AGRAVO DE INSTRUMENTO. RESPONSABILIDADE CIVIL. ATO QUE RELEGA O EXAME DO PEDIDO DE ANTECIPAÇÃO DA TUTELA PARA APÓS A CONTESTAÇÃO. AUSÊNCIA DE CARÁTER DECISÓRIO. MERO DESPACHO. O ato judicial que relega o exame da tutela antecipada para após a contestação constitui-se como mero despacho. Ausência de caráter decisório a impedir a interposição de agravo de instrumento. Aplicação do previsto no art. 504 do CPC. NEGADO SEGUIMENTO AO AGRAVO DE INSTRUMENTO, NA FORMA DO ART. 557, CAPUT, DO CPC, EM RAZÃO DA MANIFESTA INADMISSIBILIDADE. (TJRS, 2011, sem grifos no original).
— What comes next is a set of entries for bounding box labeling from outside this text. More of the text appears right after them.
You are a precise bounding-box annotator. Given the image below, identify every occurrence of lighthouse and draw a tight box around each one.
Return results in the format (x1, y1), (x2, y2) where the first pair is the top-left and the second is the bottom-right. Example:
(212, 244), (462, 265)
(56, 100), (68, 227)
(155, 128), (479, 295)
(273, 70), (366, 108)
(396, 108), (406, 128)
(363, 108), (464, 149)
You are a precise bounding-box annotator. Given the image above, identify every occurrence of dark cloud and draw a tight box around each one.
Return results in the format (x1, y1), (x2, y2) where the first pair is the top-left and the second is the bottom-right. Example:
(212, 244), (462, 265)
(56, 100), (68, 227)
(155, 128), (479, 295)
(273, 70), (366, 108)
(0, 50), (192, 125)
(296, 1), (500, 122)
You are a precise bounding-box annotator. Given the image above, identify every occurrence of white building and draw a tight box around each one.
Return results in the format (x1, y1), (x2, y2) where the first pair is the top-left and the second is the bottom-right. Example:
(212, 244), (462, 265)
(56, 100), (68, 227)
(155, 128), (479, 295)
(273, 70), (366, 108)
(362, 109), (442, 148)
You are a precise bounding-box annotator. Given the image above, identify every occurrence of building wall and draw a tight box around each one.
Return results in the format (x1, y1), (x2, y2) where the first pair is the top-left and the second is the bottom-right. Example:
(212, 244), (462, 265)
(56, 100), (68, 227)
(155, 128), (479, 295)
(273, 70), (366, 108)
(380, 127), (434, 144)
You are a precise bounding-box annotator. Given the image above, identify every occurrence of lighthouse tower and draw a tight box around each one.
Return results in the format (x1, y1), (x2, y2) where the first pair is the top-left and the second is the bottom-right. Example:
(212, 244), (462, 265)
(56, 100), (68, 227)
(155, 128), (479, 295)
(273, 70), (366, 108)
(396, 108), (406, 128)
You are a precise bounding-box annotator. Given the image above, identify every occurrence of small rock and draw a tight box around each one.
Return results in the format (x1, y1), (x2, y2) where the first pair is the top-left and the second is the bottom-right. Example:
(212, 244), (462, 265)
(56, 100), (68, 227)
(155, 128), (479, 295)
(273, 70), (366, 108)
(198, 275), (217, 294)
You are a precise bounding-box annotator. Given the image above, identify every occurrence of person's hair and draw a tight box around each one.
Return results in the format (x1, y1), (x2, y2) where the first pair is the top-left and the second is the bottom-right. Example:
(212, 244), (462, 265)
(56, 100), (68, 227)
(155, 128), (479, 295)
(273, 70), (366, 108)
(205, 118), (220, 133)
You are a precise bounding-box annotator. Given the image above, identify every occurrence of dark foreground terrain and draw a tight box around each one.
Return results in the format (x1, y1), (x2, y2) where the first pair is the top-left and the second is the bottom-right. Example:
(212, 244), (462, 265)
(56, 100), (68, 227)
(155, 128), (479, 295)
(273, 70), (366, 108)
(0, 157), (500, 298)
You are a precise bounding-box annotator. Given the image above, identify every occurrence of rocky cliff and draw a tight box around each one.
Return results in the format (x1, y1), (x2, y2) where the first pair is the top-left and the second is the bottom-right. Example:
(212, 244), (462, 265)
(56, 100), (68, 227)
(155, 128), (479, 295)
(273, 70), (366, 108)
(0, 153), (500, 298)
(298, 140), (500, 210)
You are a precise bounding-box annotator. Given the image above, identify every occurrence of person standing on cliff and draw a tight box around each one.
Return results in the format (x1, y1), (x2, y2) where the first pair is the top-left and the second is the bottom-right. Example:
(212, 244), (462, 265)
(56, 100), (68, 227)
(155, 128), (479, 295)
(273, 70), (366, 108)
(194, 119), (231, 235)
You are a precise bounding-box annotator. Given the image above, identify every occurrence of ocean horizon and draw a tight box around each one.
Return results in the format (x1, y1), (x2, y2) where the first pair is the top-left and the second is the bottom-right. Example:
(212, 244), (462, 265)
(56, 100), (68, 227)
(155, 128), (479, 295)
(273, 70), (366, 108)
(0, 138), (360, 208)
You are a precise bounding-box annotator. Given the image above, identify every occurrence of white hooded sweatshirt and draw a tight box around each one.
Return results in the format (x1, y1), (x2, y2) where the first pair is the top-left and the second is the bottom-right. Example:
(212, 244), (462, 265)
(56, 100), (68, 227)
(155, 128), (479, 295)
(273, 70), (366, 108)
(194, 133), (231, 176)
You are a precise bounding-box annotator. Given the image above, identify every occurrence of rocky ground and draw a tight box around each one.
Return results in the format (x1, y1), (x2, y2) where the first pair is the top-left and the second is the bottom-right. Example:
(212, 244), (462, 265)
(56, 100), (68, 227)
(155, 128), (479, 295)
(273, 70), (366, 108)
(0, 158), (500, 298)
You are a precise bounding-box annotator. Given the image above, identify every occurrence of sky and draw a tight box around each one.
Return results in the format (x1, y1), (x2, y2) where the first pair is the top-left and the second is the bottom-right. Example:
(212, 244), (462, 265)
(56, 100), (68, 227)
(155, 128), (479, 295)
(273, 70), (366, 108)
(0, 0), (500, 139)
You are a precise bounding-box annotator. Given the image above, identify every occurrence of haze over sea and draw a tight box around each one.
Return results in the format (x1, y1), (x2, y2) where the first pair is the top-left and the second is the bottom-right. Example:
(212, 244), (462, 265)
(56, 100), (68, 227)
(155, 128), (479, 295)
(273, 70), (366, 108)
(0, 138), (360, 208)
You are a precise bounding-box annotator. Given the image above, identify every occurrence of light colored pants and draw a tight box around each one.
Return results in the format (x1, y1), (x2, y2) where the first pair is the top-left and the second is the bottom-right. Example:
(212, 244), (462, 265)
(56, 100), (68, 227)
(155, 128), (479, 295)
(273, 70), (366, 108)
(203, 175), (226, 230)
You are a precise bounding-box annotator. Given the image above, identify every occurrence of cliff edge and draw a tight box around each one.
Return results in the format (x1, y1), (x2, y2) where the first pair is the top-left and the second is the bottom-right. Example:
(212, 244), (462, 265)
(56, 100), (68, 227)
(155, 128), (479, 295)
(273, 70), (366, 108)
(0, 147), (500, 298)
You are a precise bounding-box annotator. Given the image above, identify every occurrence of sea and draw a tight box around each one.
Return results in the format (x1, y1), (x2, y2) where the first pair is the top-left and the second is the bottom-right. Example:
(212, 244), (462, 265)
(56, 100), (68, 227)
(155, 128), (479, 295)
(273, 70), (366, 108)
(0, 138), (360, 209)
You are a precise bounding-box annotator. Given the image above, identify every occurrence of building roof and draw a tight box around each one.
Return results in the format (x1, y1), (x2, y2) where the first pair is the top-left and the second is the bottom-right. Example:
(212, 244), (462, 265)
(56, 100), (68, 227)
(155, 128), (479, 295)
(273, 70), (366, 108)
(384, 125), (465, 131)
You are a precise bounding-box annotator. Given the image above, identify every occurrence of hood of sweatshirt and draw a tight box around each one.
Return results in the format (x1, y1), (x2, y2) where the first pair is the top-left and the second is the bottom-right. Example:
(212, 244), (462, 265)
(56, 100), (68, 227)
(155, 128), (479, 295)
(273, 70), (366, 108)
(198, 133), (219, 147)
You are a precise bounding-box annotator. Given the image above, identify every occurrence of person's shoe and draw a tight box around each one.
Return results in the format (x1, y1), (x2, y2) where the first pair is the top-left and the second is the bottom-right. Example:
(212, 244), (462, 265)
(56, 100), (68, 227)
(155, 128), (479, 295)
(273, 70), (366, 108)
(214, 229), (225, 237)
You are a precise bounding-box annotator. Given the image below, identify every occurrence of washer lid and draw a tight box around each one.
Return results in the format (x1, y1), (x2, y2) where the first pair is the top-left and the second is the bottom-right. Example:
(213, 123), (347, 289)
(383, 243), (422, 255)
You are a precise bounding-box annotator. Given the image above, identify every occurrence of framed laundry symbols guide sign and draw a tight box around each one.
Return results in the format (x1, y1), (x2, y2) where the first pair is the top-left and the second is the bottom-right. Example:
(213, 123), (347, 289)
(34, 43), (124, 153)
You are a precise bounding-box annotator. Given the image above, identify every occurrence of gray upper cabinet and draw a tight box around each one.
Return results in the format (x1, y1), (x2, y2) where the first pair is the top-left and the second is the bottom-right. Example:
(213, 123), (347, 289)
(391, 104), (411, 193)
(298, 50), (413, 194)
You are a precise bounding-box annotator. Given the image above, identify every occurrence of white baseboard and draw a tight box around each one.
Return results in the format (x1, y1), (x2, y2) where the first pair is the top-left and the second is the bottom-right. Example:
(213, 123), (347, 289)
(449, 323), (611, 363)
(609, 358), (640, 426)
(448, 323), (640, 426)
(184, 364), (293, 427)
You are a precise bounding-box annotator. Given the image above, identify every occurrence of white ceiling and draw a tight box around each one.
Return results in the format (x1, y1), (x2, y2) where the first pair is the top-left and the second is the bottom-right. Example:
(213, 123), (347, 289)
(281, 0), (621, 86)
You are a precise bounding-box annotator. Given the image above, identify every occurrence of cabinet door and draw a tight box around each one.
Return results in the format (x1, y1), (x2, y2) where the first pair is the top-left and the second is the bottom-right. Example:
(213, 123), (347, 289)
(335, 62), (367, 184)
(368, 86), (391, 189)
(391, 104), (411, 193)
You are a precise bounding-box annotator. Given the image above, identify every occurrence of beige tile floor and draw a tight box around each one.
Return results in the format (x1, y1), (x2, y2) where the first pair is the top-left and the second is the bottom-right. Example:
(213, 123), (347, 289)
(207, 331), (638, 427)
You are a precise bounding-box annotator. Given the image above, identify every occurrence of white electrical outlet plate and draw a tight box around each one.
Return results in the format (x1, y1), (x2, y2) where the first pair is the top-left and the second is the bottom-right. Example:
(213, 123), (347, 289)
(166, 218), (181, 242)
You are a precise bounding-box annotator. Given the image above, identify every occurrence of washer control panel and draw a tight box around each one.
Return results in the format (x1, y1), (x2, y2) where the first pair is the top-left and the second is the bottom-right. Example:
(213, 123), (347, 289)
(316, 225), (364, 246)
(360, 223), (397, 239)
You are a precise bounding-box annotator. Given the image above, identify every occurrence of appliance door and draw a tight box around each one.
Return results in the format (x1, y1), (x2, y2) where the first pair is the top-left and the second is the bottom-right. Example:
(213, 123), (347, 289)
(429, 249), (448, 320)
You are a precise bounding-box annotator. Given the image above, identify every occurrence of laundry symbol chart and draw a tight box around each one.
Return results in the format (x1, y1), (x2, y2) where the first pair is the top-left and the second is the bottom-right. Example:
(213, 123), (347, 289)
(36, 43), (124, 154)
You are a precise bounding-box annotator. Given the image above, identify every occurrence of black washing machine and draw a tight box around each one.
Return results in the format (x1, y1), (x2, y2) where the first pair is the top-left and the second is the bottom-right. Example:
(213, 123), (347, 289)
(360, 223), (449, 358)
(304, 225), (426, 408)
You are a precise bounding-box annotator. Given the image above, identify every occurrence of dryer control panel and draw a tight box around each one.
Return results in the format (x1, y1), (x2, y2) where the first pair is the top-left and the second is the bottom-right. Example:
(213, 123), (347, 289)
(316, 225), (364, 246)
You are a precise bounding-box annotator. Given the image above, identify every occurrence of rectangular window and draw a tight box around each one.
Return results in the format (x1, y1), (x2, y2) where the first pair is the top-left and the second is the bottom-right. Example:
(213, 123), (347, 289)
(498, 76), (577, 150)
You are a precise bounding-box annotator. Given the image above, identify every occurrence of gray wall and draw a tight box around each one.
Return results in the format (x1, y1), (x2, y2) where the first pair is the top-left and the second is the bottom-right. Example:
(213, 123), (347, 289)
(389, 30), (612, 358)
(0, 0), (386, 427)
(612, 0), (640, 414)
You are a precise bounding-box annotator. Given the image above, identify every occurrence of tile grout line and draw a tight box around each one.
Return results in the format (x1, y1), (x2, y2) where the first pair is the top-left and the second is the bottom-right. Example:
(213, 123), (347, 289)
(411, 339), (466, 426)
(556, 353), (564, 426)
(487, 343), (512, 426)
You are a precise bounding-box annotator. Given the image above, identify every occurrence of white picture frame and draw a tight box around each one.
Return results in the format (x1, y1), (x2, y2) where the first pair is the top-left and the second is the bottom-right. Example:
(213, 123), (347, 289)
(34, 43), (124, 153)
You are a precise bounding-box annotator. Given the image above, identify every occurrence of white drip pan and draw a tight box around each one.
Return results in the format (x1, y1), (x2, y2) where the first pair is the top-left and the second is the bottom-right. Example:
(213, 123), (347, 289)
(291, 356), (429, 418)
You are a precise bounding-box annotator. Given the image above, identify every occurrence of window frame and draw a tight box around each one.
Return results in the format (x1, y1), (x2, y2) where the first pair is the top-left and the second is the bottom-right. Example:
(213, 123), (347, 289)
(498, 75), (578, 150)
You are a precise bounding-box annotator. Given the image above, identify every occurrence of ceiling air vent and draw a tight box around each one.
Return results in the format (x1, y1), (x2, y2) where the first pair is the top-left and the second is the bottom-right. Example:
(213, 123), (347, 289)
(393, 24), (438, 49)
Também assim tem entendido o Tribunal de Justiça de Minas Gerais, conforme julgados a seguir transcritos:

AGRAVO INTERNO. QUESTÃO DE ORDEM. IMPOSSIBILIDADE DE ANÁLISE DA DECISÃO INDEFERITÓRIA DA LIMINAR PROFERIDA EM MOMENTO POSTERIOR. NEGATIVA DE SEGUIMENTO A AGRAVO DE INSTRUMENTO. LIMINAR. APRECIAÇÃO DO PEDIDO POSTERGADA PARA APÓS A MANIFESTAÇÃO DA AUTORIDADE COATORA E DO MINISTÉRIO PÚBLICO. AUSÊNCIA DE CONTEÚDO DECISÓRIO. ANÁLISE PELO TRIBUNAL. SUPRESSÃO DE INSTÂNCIA. RECURSO CONHECIDO E NÃO PROVIDO. 1. Impossível a análise, nesta via, da decisão de primeiro grau proferida em momento posterior à interposição do agravo de instrumento. Questão de ordem rejeitada. 2. Manifestação do juízo que apenas posterga a apreciação do pedido liminar para depois da citação e realização do estudo psicossocial é despacho de mero expediente, contra o qual não cabe recurso. 3. A análise, por este Tribunal de Justiça, da liminar pleiteada, e ainda não analisada pelo juízo a quo, importaria em supressão de instância, o que fere o princípio do duplo grau de jurisdição (TJMG, 2014a, sem grifos no original).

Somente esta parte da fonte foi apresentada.